Miller sees the roots of global violence in the fact that children are beaten around the world, especially during their early years, when their brains are getting structured. The damages caused by this practice are devastating, but sadly the dots are rarely connected by society. The facts are easy to understand: children are forbidden to defend themselves against violence inflicted on them, their only recourse is to bring natural reactions like anger and fear deep into their psyche, and then, as adults, unload these strong emotions against yours. children or entire nations. Miller illustrates this dynamic in his books using not only his case histories, but also his numerous studies on the biographies of famous dictators and artists. The origin of this problem in every society you know reveals that extremely irrational behavior, brutality, sadism and other perversions can occur without disruption in families (who claim their right to “discipline” their children and that the products can considered as “genetically conditioned.” Alice Miller believes that only by becoming aware of this dynamic can we break the chain of violence, she dedicated her life’s work to this enlightenment.

Alice Miller developed a concept of therapy that suggests that we must confront our history and acknowledge and thus reduce the still unconscious but very active fear of the child who had previously been beaten internally. When we finally manage to feel our justification, anger, and outrage rather than deny it, we can become autonomous and free to choose how to live our lives, unbound by religious rhetoric or family tradition. . Because it is this childhood fear of abusive parents that leads adults to abuse their own children, as well as to live with serious illnesses instead of taking seriously the cruelties they once endured.
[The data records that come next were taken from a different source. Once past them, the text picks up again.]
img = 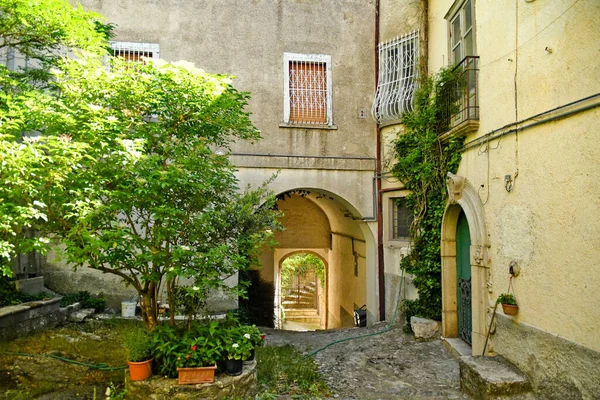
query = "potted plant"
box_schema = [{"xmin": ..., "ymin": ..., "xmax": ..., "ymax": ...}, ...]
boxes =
[
  {"xmin": 239, "ymin": 325, "xmax": 265, "ymax": 361},
  {"xmin": 497, "ymin": 293, "xmax": 519, "ymax": 315},
  {"xmin": 173, "ymin": 321, "xmax": 223, "ymax": 385},
  {"xmin": 225, "ymin": 334, "xmax": 254, "ymax": 376},
  {"xmin": 123, "ymin": 328, "xmax": 152, "ymax": 381}
]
Innumerable esoteric and “religious” offerings serve to obscure the pain resulting from torture once suffered, but totally denied.
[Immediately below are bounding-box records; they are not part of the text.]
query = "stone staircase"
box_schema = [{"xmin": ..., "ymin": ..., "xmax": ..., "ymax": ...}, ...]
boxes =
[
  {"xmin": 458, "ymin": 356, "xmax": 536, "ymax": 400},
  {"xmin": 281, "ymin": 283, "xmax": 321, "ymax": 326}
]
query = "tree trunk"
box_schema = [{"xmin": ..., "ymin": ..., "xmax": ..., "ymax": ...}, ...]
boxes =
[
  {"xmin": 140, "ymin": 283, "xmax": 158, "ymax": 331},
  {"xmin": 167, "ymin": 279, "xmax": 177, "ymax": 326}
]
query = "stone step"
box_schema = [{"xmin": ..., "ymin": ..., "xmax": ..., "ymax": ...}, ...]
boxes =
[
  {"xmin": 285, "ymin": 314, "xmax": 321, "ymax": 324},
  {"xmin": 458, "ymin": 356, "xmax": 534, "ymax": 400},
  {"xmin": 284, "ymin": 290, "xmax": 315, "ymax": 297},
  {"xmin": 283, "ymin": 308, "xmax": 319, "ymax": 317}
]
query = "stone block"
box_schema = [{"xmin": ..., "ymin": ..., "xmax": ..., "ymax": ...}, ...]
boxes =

Miller believes that his discovery, despite its tragic aspects, actually contains very optimistic options because it opens the door to consciousness, to the awareness of childhood reality and, therefore, to liberation from its destructive consequences. She understands her search for the reality of childhood as a strong opposition to psychoanalysis which, in her opinion, remains in the old tradition of blaming the child and protecting the parents. For this reason, Miller resigned his membership in the International Psychoanalytic Association in 1988.
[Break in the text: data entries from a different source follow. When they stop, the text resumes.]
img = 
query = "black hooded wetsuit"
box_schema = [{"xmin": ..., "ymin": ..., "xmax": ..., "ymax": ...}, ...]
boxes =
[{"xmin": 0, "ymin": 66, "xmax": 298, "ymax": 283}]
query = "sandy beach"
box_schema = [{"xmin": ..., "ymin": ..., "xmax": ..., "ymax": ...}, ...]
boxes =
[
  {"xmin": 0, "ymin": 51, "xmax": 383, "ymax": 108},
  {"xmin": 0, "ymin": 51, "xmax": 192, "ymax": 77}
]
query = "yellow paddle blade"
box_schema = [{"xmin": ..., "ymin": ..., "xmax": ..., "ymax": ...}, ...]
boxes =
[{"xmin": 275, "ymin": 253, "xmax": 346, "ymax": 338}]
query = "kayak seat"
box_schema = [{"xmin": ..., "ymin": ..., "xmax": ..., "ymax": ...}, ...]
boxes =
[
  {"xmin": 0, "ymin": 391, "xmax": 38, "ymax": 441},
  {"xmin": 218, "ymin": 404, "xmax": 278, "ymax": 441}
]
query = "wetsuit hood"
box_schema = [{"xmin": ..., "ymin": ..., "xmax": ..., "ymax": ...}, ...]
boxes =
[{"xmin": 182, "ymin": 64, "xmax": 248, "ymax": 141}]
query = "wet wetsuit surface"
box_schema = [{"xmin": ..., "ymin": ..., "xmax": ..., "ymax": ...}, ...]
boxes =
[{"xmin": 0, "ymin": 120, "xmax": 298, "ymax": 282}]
Alice Miller’s work reveals:

o Poor children, minorities, children with disabilities and children are beaten more often in schools, sometimes at a rate 2 to 5 times higher than that of other children.

o Academic performance is a risk factor in the use of corporal punishment by children.

o Significantly more school shooting deaths were found in states that allow corporal punishment in schools than those that do not.

o School violence has not increased since rowing decreased. Violent crime in schools has fallen dramatically since 1994. The annual rate of serious violent crime in 2003 (6 per 1,000 students) was less than half the rate in 1994.

o There is overwhelming evidence that severe interventions are harmful to children, both emotionally and physically. The effects of such trauma can be compounded when a child has pre-existing learning difficulties. When schools respond to these challenges with harsh methods, children can be even more traumatized.

o School corporal punishment is used more in the southern and southwestern states and in rural districts than in urban and suburban districts.

o Corporal punishment has been abolished in more than 100 nations of the world, but not in the US.

o Corporal punishment teaches children that violence is an acceptable way to solve problems. Research shows that this message is taught to those who inflict pain, those who receive it, and those who witness it.

o Corporal punishment of children is related to less internalization of moral rules, greater aggression, more antisocial behavior, greater criminality, lower mental health outcomes, greater abusive adult behavior, and greater risk of being the victim of abusive relationships in the adulthood.

o Corporal punishment reinforces physical aggression as an acceptable and effective means of eliminating unwanted behavior in our society.